Iain Duncan

In our first discussion of the Travelling Salesman Problem (TSP) and Santa’s yearly journey, we talked about the problems he experiences when planning his route and some of the ways he may go about dealing with them. However, as much as I hope that article was satisfying and complete in its own right, we have left one very important question unanswered: how fast does Santa Claus fly? 

Sadly, we will never know his exact path. We have neither the location information nor the computing power needed to work it out for ourselves and Santa refuses to release the list for privacy reasons. Fortunately, we don’t need to know his exact path to work out his speed. In addition to working on ways to solve the TSP, research has also been done on how to estimate how long the shortest path will be. We expect this path to involve two important numbers. The number of nodes, n, and the area over which those nodes are distributed, A. 
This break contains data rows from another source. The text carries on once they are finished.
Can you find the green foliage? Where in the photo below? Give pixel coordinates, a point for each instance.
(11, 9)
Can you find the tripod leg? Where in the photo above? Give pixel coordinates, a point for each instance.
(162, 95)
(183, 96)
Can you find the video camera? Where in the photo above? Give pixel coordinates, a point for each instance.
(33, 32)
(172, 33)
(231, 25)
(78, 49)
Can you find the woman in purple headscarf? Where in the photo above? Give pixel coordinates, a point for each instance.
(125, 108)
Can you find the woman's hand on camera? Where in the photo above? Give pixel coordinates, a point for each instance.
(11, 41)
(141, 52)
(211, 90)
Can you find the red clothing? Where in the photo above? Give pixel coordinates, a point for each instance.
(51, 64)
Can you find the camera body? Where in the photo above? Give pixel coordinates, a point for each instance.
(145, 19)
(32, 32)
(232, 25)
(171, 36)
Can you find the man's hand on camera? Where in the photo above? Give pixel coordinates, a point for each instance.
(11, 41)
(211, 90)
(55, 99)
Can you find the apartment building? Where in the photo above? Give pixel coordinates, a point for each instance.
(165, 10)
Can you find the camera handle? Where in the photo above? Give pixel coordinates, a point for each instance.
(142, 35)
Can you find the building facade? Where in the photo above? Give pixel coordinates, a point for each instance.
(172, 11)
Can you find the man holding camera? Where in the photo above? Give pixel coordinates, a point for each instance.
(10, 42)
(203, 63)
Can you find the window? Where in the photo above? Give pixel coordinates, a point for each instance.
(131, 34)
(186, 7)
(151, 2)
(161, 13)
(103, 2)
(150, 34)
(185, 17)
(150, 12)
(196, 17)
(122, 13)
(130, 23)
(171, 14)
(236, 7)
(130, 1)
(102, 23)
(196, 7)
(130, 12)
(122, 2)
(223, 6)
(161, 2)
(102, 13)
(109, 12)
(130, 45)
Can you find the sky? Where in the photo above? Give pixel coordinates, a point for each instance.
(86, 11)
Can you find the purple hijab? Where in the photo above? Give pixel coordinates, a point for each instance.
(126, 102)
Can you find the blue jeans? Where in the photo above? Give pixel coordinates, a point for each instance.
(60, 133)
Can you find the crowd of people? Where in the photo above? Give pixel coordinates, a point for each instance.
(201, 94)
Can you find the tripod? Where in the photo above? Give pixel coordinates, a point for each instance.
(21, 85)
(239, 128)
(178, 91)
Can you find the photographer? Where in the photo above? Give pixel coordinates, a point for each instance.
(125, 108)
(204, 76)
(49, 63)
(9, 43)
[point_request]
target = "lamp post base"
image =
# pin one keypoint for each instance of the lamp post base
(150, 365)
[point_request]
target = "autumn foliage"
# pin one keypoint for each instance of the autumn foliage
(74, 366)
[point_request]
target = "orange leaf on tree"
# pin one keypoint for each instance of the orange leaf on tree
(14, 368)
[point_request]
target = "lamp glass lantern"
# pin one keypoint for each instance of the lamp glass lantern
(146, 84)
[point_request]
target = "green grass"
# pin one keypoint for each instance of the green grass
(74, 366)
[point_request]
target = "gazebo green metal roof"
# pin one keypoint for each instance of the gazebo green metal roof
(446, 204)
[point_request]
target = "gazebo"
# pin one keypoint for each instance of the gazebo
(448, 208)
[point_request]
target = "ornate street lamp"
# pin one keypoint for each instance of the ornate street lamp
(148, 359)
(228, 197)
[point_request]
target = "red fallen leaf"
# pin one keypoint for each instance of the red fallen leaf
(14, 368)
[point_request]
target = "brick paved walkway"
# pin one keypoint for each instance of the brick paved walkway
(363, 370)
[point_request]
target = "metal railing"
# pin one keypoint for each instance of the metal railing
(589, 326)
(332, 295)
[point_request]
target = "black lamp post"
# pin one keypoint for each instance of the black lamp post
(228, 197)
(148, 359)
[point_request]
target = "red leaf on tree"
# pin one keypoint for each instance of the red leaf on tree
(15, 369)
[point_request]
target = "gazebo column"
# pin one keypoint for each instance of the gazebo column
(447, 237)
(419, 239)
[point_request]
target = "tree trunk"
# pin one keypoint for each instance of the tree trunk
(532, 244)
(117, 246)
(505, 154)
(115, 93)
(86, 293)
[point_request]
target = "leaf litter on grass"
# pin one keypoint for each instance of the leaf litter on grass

Before I just present you with results, let’s see if we can make a guess what form the equation relating the path length to A and n will take. The first thing we might realise is that the path will consist of n links between pairs of nodes. The second is that, when more points are added to the same area, the average distance between two nodes decreases. The only question is, how do these two relationships interact? The insight comes when we consider the relationship between the average density of nodes and the average distance between points. Let’s look at eight randomly distributed points in a given area as an example:

The average density of nodes is the total number of nodes (8) divided by the total area (100), so rho = n/A = 8/100 = 0.08. This density is, at its heart, an answer to the question ‘how many nodes are there in some bit of area?’, which is very similar to another question ‘how much area does a given node occupy?’.

In the diagram above, each of the shaded polygons represents the area which is closest to a given node. The average area of these polygons is the answer to the second question and it happens to be given by a = 1/rho = A/n = 100/8 = 12.5. Now that we have an area associated with an average node, we can get a length by taking the square root of that area, which turns out to be proportional to the average distance between randomly distributed nodes in an area A. So, in our example, we get l ~ sqrt(12.5) = 3.5.

Basically, what this all means is that for a route containing n line segments, each of them will have an average length proportional to sqrt(A/n). We therefore multiply the average segment length by the number of segments to get an equation for the average minimum path length: L = b*sqrt(An), where b is some number we don’t know for sure. We can’t mathematically prove what b is, but we can run a large number of computer simulations and measure the shortest path length in each of them. Analysis of these lengths yield the final equation: L = 0.88 sqrt(An). This will be an invaluable tool in finding Santa’s speed. 

As before, we know Father Christmas must visit about 900 million households, so we can set n = 900,000,000. The surface area of the Earth is 510 million square kilometres, so this will be our value for A. Performing the calculations, we find that Santa’s journey is 600 million km long and that he travels at an average speed of 7 million m/s – roughly 20,000 times the speed of sound and 3% the speed of light! 

And that is where this story should end, on a nice, definite result. It doesn’t. We have made a couple of assumptions which aren’t necessarily true. Firstly, we should note that b was only worked out for a flat surface and the earth is in fact, round. I could not find an example of someone working out b for a sphere, so we may expect some difference in this value when applied to Santa’s journey. However, b is relatively insignificant compared to the number of houses and area involved, so our use of 0.88 should produce a result which is still quite close to the actual result. The next assumption was that the houses Santa needed to visit were randomly distributed. This is definitely not true. Almost nobody lives in the ocean and land only makes up for 30% of the Earth’s surface. On the land, people live together in towns and cities. There is very little randomness in the location of human settlements. We have already noted that the average path length decreases as the area gets smaller, so we expect people clustering together in cities to reduce the total length and therefore speed, possibly by quite a lot. However, when we take into account the time Santa spends in each house delivering presents and eating cookies, it seems reasonable that the sleigh does, in fact, travel at 3% the speed of light.